Tuesday, December 26th
Well, Mother dear, here I am safe and sound and in a state of excitement too great for words. It is so lovely seeing George again and he has not altered a bit, just a scrap thinner, that is all. We had a most awful time landing on Monday night. We did not get in till past nine and it was simply pouring with rain, thundering and lightening as well. George and Mr Bois came to fetch me. It was too wet for Maggie especially as it was so late. We managed to get my big trunk all right but I had to go down in the pelting rain to pick it out. We finally got on shore about eleven o’clock and got to the Bois house at 11.30. I had put on my clean blue print and it was absolutely filthy when I arrived. We came up here by the seven o’clock yesterday morning and got here about 5 o’clock. It is three quarters of an hour’s drive from the station. This is a jolly house and all the furniture and everything is perfect.
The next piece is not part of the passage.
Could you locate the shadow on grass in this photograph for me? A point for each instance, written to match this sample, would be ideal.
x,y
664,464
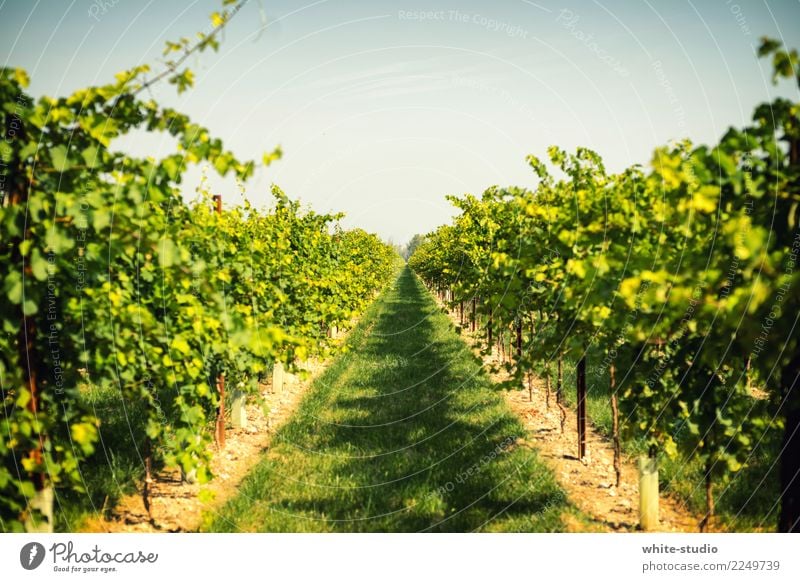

We are going to be married tomorrow at one o’clock, quite quietly I am thankful to say. Then we are going to stay up here for about a fortnight. George has taken a little house a few miles away. It is called ‘Elephant’s Nook’, why I can’t imagine. We went over to see it this morning and it is a dear little place, quite hidden away. George’s ‘boy’ has come up to this house and will take charge and look after everything, so I shall not have anything at all to do with the housekeeping, unless he suggests anything I don’t like. He was there this morning and filled me with awe and admiration. I know I shall be dreadfully frightened of him.
I have just been unpacking and looking at my clothes and they all look satisfactory, so be sure you let Kate know as it will ease her mind. My hats are also all right, the feathers hardly a scrap out of curl. I am wearing my check coat and skirt here as it is quite cool enough for it. I am going off in my white alpaca tomorrow.
It was quite affecting saying goodbye to the Captain and everybody on Monday. I had the chief and fourth officers and Purser to see me off, nearly all the passengers had gone. Mr Bois had a special launch so we did not go with the others, and we were so late because of my box. I was the only one who got any heavy luggage. It was so delicious! Mr Bois passed the box with the silver teapot inside it through customs as a Christmas pudding, wasn’t it cute? He did not know what was in it so said the first thing that came into his head.
Well, I must say goodbye now. Thank you and everybody for the calendars and cards. We were very delighted to have them. We drank to ‘absent friends’ last night at dinner. All the children sat up for it. Gwinnie is such a duck, tell Lottie she is simply sweet. I will write next mail and tell you everything. I feel too topsy turvy today to think much. Maggie has got another wedding cake. We could not possibly get more.
Goodbye, kisses and love to everybody, from Mab.